На сей раз Игорь не на шутку испугался инвесторов. Он, вроде, не сильно виноват, но всё равно, бегать станут за ним…

Нет, не только из-за этой истории закрыл он свой «Мегаполис». Фирму давно лихорадило, прибыли сменялись убытками, он словно находился на качелях, могущих в любой момент оборваться, но эта история с Мищенко, с «МОНИКИ» и с подмосковным правительством стала последней каплей. Если бы не инвесторы, Игорь, вероятно, ещё продержался бы несколько месяцев. Но и Леонид, тот тоже закрыл свой бизнес.

Вот так и получилось, что Леонид Трегубов устроился зав. отделом в «Инвестком» и пригласил Игоря. Вообще-то Игорь не очень хотел в «Инвестком», с корпорацией у него были давние счеты. Если бы в «Инвесткоме» существовал чёрный список, Игорь, вероятно, оказался бы в нём.

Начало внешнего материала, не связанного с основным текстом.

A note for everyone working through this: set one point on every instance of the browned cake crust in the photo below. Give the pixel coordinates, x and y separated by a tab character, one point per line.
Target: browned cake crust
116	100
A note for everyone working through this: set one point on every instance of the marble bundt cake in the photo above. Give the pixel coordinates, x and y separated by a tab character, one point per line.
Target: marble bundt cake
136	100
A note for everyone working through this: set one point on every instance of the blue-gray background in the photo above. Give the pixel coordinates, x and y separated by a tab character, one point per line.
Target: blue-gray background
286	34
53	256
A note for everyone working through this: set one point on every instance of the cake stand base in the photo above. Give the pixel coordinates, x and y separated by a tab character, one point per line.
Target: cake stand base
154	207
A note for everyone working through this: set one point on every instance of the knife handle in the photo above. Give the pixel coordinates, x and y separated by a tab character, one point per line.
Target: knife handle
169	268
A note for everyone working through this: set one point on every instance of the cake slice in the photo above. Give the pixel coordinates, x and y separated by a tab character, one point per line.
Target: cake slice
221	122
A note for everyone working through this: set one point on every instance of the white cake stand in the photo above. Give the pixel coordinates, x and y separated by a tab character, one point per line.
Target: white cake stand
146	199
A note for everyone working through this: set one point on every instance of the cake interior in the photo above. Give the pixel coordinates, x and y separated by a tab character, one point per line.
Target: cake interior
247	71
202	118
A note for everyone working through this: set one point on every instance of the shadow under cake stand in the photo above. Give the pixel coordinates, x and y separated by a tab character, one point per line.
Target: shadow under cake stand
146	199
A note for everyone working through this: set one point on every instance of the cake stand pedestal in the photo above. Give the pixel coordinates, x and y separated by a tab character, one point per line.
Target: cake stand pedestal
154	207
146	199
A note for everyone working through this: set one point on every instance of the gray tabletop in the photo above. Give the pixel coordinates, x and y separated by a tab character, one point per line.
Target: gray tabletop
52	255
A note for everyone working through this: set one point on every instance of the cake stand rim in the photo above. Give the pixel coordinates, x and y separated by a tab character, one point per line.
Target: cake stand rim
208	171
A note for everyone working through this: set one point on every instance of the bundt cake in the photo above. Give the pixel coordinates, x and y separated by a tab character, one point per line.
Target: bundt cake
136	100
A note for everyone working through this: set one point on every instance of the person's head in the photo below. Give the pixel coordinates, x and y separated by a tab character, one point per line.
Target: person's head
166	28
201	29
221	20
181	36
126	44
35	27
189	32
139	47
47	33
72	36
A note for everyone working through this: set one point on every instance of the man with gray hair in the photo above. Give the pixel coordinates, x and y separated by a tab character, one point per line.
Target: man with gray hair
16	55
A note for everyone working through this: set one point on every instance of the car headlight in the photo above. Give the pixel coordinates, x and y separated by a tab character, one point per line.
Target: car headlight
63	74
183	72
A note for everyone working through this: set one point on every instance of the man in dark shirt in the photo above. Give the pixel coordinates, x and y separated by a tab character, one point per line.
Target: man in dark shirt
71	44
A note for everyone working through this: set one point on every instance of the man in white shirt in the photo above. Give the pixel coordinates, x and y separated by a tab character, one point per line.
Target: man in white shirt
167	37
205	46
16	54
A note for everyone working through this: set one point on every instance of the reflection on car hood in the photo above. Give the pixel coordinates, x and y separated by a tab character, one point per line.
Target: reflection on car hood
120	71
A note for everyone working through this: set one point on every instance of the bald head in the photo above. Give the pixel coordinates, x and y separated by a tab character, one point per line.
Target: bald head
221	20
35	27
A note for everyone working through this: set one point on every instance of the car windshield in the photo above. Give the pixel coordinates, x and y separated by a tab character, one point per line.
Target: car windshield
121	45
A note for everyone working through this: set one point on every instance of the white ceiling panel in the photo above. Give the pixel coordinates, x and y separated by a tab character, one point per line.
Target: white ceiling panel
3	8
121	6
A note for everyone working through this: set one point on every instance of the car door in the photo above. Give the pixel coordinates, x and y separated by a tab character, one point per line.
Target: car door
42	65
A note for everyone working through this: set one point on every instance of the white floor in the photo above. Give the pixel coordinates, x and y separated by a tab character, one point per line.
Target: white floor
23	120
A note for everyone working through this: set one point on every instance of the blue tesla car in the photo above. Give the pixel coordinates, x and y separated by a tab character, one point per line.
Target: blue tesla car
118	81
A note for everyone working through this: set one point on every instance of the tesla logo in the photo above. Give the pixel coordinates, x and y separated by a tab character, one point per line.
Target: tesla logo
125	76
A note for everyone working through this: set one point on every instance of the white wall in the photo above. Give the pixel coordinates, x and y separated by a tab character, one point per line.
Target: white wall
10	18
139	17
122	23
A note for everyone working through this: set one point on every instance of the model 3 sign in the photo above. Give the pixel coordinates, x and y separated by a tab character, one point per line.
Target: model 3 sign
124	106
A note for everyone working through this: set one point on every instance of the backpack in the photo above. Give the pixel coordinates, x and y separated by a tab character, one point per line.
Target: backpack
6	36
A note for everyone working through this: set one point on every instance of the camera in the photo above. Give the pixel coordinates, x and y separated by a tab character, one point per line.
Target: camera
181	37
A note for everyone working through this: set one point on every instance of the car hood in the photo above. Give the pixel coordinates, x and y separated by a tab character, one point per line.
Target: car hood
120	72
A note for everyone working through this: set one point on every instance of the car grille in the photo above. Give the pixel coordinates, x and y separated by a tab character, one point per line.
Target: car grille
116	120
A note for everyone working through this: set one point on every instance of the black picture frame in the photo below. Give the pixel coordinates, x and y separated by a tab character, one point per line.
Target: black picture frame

Выяснилось, однако, что никакого чёрного списка не существует в природе. Заведующая Перовским отделением – ещё несколько недель назад она работала главным экспертом на Чистых прудах и не очень понимала, в чём состоит её новая работа, – с Игорем была чрезвычайно приветлива: «Вы опытный человек, умеете работать. Леонид мне о вас рассказал. Желаю удачи». И всё, никаких инвестиционных сделок, деталей, никакой информации, будто Игорь всю жизнь проработал в «Инвесткоме». Леонид тоже молчал. Вскоре стало ясно, почему – недели через две он перешёл в «Миэль». Игорь встретил его года через три. К тому времени Трегубов давно ушёл из «Миэля» и подвизался на государственной службе. «В нашей стране лучше всего быть чиновником, – со знанием дела самодовольно изрёк он. – Главное, ладить с начальством».

Секретарша – она в отделении бо́льшую часть времени оставалась за главную – дала Игорю подписать трудовой договор. Как он и ожидал, Игорь уже знал немного местные порядки, в одном экземпляре.

– Положено в двух, – напомнил Игорь, – один хранится в «Инвесткоме», другой у меня.

– У нас положено только в одном, – отрезала секретарша. Девица была из породы дрессированных исполнителей, не привыкших подвергать сомнению распоряжения свыше, спорить с ней было бесполезно. Не согласен, уходи.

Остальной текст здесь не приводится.